Savings & Investment

Investment Banks Move Into Energy Trading – Enron Redux?

One of the shortcomings of the Enron collapse over a decade ago was the void left in the energy market. As a result, the Federal Reserve and Congress made policy and legislative changes that allowed investment banks to expand into the industry. In 2001, Enron—at that time the biggest power trader in the world— buckled under an accounting fraud.

The collapse caused rolling blackouts to occur across California. Eventually, several Enron employees plead guilty to multiple criminal charges and California received a $1.5 billion settlement.  What was left of the beleaguered company was sold to a Swiss company in 2002.

That same year, the Federal Energy Regulatory Commission (FERC), oversight agency for the energy market, grant approval to the Bank of America to begin conducting electricity transactions, which heralded the beginning investment banks in the energy markets.

JP Morgan Chase settles

The FERC just settled a case with JP Morgan Chase in which traders at the firm have been accused of 12 separate actions designed to manipulate the market and extort millions of dollars from energy grid operators.

The strategy smacks of the same improprieties that doomed Enron– once the darling of the energy industry. According to a 70-page report sent to the bank in March, the scheme involved using power plants it used or owned and were losing money, to appear as “powerful profit centers.”

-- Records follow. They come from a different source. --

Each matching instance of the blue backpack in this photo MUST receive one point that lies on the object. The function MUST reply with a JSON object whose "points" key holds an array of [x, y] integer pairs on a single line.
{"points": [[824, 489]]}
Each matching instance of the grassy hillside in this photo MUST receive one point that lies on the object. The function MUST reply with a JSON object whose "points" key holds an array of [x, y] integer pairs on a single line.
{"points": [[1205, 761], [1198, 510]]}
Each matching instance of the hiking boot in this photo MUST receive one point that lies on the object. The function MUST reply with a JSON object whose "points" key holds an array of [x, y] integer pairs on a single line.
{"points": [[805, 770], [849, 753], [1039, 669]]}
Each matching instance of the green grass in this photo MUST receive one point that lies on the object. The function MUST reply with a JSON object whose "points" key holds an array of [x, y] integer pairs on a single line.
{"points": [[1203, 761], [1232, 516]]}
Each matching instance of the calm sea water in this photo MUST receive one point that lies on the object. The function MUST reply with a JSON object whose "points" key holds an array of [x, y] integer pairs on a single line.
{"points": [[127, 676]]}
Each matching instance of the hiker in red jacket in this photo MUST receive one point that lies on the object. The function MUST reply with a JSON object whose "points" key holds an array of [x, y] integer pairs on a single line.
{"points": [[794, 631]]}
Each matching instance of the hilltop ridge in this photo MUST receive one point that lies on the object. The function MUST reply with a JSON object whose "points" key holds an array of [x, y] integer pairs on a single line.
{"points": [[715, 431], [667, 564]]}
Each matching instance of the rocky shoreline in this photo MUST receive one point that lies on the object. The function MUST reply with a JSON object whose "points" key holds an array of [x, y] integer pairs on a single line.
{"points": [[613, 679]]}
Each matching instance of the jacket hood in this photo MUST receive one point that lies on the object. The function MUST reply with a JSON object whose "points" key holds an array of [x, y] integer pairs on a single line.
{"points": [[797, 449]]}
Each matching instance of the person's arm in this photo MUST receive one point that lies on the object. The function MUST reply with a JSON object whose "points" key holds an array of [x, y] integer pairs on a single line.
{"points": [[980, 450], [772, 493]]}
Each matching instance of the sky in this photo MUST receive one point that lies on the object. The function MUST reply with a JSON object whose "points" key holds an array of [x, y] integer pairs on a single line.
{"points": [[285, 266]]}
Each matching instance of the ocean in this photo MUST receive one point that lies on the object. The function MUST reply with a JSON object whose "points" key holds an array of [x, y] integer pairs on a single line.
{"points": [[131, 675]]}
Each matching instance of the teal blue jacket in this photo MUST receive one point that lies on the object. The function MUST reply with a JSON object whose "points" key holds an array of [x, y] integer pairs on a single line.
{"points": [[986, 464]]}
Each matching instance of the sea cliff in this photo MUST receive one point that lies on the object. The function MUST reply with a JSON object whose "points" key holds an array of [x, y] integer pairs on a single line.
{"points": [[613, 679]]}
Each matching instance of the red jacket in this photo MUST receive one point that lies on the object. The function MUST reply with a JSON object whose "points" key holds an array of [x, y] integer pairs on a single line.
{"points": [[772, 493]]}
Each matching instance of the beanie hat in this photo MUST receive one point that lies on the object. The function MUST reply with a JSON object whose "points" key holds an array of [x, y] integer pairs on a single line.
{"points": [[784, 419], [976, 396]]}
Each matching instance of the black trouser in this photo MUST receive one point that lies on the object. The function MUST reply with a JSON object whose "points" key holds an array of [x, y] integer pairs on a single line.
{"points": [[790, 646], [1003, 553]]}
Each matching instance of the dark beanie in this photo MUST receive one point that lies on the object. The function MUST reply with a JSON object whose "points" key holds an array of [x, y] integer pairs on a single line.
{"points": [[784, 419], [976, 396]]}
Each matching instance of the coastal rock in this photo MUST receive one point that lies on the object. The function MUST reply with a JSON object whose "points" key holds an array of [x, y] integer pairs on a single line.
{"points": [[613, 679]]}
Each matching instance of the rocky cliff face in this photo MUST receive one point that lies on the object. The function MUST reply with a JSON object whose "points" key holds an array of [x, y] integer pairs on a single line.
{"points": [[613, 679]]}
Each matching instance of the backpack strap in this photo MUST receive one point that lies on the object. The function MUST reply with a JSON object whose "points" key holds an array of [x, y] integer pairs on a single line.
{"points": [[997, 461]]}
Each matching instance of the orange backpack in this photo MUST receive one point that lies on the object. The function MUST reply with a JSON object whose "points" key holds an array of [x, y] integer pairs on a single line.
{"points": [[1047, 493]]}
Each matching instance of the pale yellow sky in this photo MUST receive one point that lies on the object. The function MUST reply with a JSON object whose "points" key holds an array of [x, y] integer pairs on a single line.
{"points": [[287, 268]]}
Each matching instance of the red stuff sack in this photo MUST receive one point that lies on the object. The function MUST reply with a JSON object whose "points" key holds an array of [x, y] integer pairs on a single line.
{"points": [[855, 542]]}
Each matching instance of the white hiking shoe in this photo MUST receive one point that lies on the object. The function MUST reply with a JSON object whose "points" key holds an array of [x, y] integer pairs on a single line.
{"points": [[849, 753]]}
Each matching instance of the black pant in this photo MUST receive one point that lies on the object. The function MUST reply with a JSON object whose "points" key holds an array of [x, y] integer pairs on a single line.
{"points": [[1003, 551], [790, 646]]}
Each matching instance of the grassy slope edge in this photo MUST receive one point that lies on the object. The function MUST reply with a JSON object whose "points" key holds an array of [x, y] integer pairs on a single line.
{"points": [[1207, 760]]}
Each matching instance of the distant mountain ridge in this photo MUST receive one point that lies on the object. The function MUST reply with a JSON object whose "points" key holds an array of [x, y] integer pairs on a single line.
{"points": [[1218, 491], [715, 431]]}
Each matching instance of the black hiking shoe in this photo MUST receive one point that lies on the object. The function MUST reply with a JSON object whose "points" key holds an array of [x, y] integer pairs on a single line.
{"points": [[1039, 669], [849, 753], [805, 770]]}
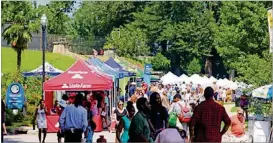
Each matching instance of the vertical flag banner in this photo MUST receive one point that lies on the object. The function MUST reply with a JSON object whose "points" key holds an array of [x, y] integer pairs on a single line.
{"points": [[147, 74], [270, 28]]}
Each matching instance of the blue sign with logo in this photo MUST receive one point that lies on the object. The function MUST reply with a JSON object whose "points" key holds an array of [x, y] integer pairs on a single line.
{"points": [[15, 96], [147, 74]]}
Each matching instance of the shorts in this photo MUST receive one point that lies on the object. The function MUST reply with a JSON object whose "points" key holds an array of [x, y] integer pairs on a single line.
{"points": [[60, 135]]}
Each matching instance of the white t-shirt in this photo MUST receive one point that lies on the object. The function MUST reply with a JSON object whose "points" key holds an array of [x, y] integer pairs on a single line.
{"points": [[169, 135], [187, 97], [160, 91]]}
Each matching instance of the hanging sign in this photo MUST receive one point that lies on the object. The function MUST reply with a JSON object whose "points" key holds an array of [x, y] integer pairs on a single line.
{"points": [[15, 96], [147, 74]]}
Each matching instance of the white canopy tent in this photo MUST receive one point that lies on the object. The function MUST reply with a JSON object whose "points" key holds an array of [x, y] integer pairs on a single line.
{"points": [[184, 78], [169, 78]]}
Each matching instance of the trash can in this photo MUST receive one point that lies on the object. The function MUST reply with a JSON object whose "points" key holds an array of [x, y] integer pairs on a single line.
{"points": [[237, 101]]}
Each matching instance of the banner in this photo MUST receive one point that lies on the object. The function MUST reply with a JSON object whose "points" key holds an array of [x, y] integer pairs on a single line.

Influential Wall Street  bank executive Blythe Masters  has a reputation for  pushing  the finance industries  beyond traditional boundaries and into new markets is accused of having  “knowledge and approval of schemes” perpetrated by  traders in Houston.

Masters is one of the key figures who developed credit default swaps–a controversial product referred to as derivatives. Credit default swaps instruments played a decisive role in the financial crisis that threatened the global economy in 2008.

The FERC says Masters “falsely denied” under oath to its investigators that she possessed any knowledge of the illegal trading schemes. The report states that JP Morgan Chase executives made, “scores of false and misleading statements and material omissions.”

JP Morgan will pay $410 million to settle the allegations, which occurred from 2010 to 2012, in Californian and Midwest power markets—ultimately costing consumers. The FERC will recover a civil penalty of $285 million.  The FERC also ordered JP Morgan Chase to give $125 million in restitution to electricity rate payers. The investment bank will also forfeit claims worth as much as $262 million on disputed payments from the grid operator in California.

Last week, the FERC imposed a $453 million fine against Barclays over allegations of power market manipulation. One trader bragged that he “totally fukked” an energy market located in the Southwest. News has also surfaced that employees at Deutsche Bank AG modified electricity flow to cover up losses on trading contracts.

Policymakers  and Fed concerned

The allegations involving investment banks and the energy market has stirred interest on Capitol Hill and at the Federal Reserve . Policymakers are pondering whether to undo decisions made more than ten years ago to permit investment banks to build energy-trading units.

The Senate Banking Committee held a hearing to reconsider the wisdom of having “Too Big to Fail” banks being involved in the operation of crude oil and power plants. A few weeks ago, the Fed made a statement that caused the investment banks industry to  take notice. The Fed intends to investigate how investment banks operate in all aspects of the commodity market, especially the energy industry.